Figure S1 illustrates the methodology used in (Cabral, Morgado, Campos Costa, & Silveira, 2015; Eskildsen, Coupé, Fonov, Pruessner, & Collins, 2015) to build the learning examples, based on time windows and neuroimaging data. Patients with MCI are firstly divided in two groups: those who remained stable for at least 36 months (stable MCI) and those who converted to dementia (converter MCI). The sMCI group used only baseline images.
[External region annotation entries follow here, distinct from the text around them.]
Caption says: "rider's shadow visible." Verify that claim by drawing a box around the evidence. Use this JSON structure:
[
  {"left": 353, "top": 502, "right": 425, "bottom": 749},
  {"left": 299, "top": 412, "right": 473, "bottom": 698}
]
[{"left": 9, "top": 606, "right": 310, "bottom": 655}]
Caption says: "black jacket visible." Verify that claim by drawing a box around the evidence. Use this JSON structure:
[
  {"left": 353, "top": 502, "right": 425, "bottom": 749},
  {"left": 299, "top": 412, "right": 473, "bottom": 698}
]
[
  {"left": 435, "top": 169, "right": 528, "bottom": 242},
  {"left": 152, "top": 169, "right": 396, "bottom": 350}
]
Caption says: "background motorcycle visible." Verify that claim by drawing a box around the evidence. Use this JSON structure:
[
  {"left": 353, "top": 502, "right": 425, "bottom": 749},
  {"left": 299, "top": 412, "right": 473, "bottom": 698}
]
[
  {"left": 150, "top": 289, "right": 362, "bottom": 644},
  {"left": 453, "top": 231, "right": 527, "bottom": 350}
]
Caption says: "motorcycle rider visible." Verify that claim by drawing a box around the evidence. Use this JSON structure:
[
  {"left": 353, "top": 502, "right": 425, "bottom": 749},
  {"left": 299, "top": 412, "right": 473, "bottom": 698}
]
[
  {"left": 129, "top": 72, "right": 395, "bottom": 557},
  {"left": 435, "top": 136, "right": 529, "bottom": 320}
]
In the cMCI group, each scan collected from 6 to 36 months before conversion was used to build a learning example, for a specific time windows (of 6 to 36 months).
Figure S1- Strategy to construct learning examples based on time windows proposed in (Cabral, Morgado, Campos Costa, & Silveira, 2015; Eskildsen, Coupé, Fonov, Pruessner, & Collins, 2015).
Table S3 presents the proportion of learning examples obtained with the Cognitive Complaints Cohort (patients cohort used in this work) and the strategy described in Figure S1.
Table S3. CV set composition, following the strategy to create learning examples proposed in (Cabral, Morgado, Campos Costa, & Silveira, 2015; Eskildsen, Coupé, Fonov, Pruessner, & Collins, 2015).
CV setsMCI / cMCI
FL approach / 320 (62%) / 196 (38%)
1-year window / 67 (45%) / 81 (55%)
2-year window / 67 (72%) / 51 (43%)
3-year window / 67 (60%) / 45 (40%)
4-year window / 67 (69%) / 30 (31%)
5-year window / 67 (84%) / 13 (16%)
Note: sMCI- stable MCI; cMCI – converter MCI
Figure S2 illustrates the results obtained with the Naïve Bayes classifiers, under stratified 10×5-fold CV, for the time windows and FL approaches (Figure 1), using data described in Table 2. The results show that, even using different data types and approaches, the main conclusion remains true: using time-homogeneous MCI groups to learn prognostic models outperforms the First Last approach, where converter MCI patients are pooled.
Figure S2- Performance metrics obtained with Naïve Bayes, the best classifier for each time windows and the First Last (FL) datasets, as assessed by the AUC values within a grid search scheme, under 10×5 fold cross validation (using the CV set), when using the learning examples built according to the methodology proposed in (Cabral, Morgado, Campos Costa, & Silveira, 2015; Eskildsen, Coupé, Fonov, Pruessner, & Collins, 2015).